Bruno Ventavoli, La Stampa 23/11/2007, 23 novembre 2007
BRUNO VENTAVOLI
MODENA
Le prime furono le mitiche Liebig. Oltre a ribadire che l’estratto di carne era «squisito e genuino» spiegavano i «trucchi del cinematografo» con una bella serie colorata nel 1912-1913. Poi fu un allegro diluvio. I miti dello schermo si trovavano benissimo nei pochi centimetri quadrati delle figurine. I rapporti tra i due mondi vengono ora raccontati in una divertente mostra al Museo della figurina di Modena (fino al 9 dicembre), «Cinema e star, quando lo schermo si fa figurina», da seguire non solo con l’occhio languido dell’amarcord ma anche, più in generale, come storia della comunicazione di massa.
Negli Anni trenta, il cinema fu tra i soggetti preferiti delle cigarette-cards, le figurine di cartone che servivano a rinforzare i pacchetti di sigarette. L’effetto pubblicitario era garantito sia per le star che per le fabbriche di tabacco. Anche perché il fumo, tutt’altro che demonizzato, contribuiva a creare l’aura maliarda dei personaggi sullo schermo. Nella vita normale, fumavano soprattutto i maschi. E così le figurine americane e inglesi ospitavano molte attrici, da Greta Garbo in abito trasparente a Jean Harlow in capelli color platino. Nel 1935 anche la Germania nazista dette un contributo al genere, con una meravigliosa storia del cinema a colori, che si poteva ricevere con i buoni delle sigarette Altona-Garenfeld. Album raffinati. Perfetti. Che ben rispecchiano la passione di Goebbels per le figurine, considerate strumento di propaganda.

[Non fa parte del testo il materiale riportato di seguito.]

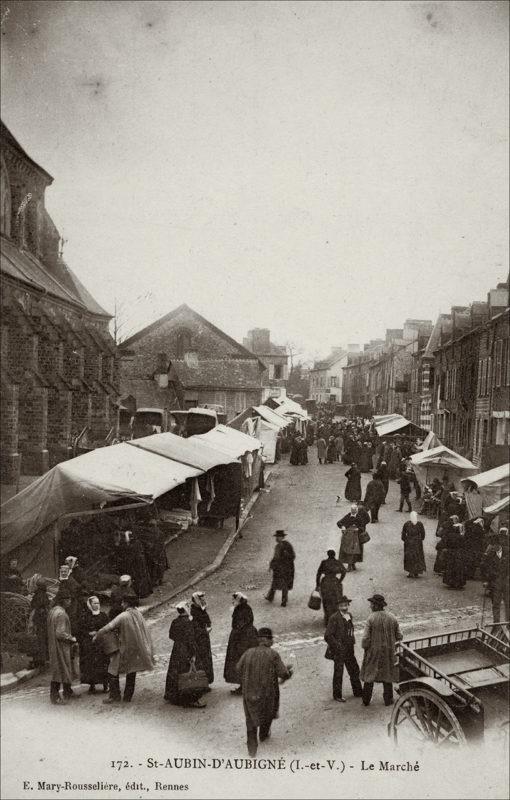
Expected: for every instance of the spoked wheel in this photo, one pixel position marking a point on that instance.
(421, 715)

Le aziende italiane, al pari delle straniere, utilizzano foto di personaggi del cinema da inserire come figurine nei prodotti per incrementarne la vendita. Ed è solo nel dopoguerra che la figurina diventa un prodotto editoriale autonomo, venduto in apposite bustine. Gli album sono una specie di fotoromanzo, di photo novel, della pellicola. Le attrici, dive carnose e sensuali, transitano nel frattempo per i calendarietti da barbiere, prodotti ibridi, a metà tra i santini e i libelli libertini. Con la scusa di tenere a mente i giorni dell’anno, in quegli anni di pruderie, si poteva conservare in saccoccia l’immagine di una Gina Lollobrigida scollata o di una Sophia Loren in calze nere.
Dagli Anni Settanta, l’attenzione degli editori si sposta, anche perché ci sono norme più rigide sui diritti d’autore, verso album legati a film di grande successo e produzioni tv. La figurina diventa un elemento fondamentale del merchandising. Arrivano raccolte celebri, come il «Sandokan» di Kabir Bedi, o il Fonzie di «Happy days». Fino alla saga di Guerre stellari, a Harry Potter, al Di Caprio di Titanic, al Riccardo Scamarcio di «Ho voglia di te». Gli sticker da collezionare sono funzionali al mito. Proprio come le pin up, servivano a rendere meno tragica la guerra di trincea.
La coloratissima mostra di Modena mette così in evidenza l’anima e le funzioni di queste piccole icone in un secolo di storia. Le figurine non sono solo la prima unità di misura per gli scambi, i commerci, le speculazioni della nostra infanzia, quando anche un Pizzaballa o una Brigitte Bardot potevano innescare bolle speculative all’oratorio perigliose quanto i subprime. Ma erano anche l’humus del divismo. Il sistema più personale, intimo, duraturo di «possedere» una star. Di rivederla fissata per l’eternità su un frammento di carta, ogni volta che si voleva. Quando ancora non esistevano né cassette né dvd, e i sogni, sullo schermo, volavano via, inafferrabili come il tempo.